Building a therapy caseload can take a lot of time, and it is easy to get discouraged in the process.
Maybe you have launched your private practice and have no therapy clients yet. Or maybe you enthusiastically jumped into building your business but then have let weeks go by since you did anything related to building your practice.
I want to share some tools to help you stay motivated while you are waiting for your clients to find your practice.
Only A Small Caseload? I’ve Been There Too
This topic is very relatable for me, because when I first started in private practice I had no idea how to market my practice. And it showed in my caseload.
After a few months I was only meeting with two clients, and they weren’t even my ideal clients. At that point I really was not motivated to try anything different to fill my caseload even though I so desperately wanted clients to find me.
6 Ways To Stay Motivated While Building Your Therapy Caseload
1) Know Your Purpose
- If your only sense of purpose is: I want to build a private practice and fill it with clients. You will lose motivation.
- Dig deep and try to be specific about what you’re about, why this work is important to you, and what kind of impact you are hoping to make in your clients’ lives through your business.
- If you want help getting in touch with what your purpose is in private practice, I have videos that may help. Check out my video on how to develop a brand for your private practice to explore this idea more.

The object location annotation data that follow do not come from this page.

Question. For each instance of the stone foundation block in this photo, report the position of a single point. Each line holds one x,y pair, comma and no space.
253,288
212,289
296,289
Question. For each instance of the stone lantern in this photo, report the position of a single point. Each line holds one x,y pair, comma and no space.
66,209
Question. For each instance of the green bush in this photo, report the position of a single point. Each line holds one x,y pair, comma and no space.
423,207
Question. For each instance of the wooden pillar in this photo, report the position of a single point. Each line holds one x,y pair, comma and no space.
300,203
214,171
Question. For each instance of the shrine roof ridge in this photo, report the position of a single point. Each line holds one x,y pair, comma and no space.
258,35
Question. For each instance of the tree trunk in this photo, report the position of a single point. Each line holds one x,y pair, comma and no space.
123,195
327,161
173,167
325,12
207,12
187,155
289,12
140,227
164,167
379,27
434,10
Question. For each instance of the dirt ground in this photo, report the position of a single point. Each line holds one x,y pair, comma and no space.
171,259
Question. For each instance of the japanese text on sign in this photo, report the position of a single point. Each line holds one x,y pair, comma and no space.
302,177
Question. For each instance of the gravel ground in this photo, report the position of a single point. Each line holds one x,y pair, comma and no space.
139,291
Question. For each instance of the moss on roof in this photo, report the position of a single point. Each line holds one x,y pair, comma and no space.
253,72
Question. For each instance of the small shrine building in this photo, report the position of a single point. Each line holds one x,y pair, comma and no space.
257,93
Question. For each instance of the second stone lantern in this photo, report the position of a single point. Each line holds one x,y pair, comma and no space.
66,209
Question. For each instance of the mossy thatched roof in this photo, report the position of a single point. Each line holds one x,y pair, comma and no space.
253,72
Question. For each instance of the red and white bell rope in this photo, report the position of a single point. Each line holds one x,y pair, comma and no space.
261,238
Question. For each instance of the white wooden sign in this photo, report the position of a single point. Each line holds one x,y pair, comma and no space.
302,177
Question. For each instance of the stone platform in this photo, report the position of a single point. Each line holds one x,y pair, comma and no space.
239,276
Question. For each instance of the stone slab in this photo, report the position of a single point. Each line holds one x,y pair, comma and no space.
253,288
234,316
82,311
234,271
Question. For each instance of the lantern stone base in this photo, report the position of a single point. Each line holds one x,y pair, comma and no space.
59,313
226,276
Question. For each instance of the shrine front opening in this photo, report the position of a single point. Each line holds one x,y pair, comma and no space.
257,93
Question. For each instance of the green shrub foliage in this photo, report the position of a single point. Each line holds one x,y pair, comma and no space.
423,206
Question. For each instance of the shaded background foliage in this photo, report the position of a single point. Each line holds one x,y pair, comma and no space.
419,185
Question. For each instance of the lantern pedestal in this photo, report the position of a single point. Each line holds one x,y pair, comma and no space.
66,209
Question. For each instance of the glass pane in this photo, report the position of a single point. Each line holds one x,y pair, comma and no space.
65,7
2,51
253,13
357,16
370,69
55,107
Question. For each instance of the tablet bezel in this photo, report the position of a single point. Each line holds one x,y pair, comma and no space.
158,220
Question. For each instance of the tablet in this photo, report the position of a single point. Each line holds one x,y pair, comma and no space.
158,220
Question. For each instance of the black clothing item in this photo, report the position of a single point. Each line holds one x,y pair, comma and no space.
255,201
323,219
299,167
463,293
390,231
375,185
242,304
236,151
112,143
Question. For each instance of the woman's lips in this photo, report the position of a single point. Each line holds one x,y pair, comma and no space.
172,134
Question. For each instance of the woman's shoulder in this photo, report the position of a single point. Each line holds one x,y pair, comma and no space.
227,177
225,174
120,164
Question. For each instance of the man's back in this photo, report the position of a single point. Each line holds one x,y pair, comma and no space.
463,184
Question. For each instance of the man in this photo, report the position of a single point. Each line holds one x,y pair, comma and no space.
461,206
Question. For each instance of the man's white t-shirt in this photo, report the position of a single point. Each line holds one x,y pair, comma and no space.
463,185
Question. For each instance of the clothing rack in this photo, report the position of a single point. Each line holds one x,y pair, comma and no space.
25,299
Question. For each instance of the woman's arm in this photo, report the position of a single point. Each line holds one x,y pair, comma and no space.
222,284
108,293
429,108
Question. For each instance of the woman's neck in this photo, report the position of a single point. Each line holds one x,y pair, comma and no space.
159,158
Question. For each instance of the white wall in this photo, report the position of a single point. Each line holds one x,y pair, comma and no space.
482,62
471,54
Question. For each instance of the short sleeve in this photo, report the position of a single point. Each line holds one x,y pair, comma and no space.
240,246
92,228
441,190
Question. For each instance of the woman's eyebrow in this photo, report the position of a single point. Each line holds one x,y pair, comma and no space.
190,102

2) Focus On ONE Marketing Strategy At At Time
- Often it is tempting to try many marketing strategies at once and hope that one way or another clients will find their way to you.
- By spending so much energy on trying to do all the strategies, you will lose steam quickly and burn out.
- Instead, choose one marketing strategy to focus your energy and attention on.
3) Choose A Sustainable Schedule
- Often when we begin our private practice our enthusiasm leads us to work many hours on website building, marketing, etc. These work hours are often not sustainable.
- Take a look at your schedule and decide what is a realistic number of hours you can commit to building your therapy caseload and practice weekly.
- If you only have one hour a week, then expect to only spend one hour. And don’t get disappointed when you don’t have more time to give.
4) Find Support
- If you are doing this work of practice building totally solo, you will lose motivation.
- We all need folks to come alongside us and encourage us along the way. This may be a good friend, fellow therapist who is also building their practice, or a Facebook group you can connect with.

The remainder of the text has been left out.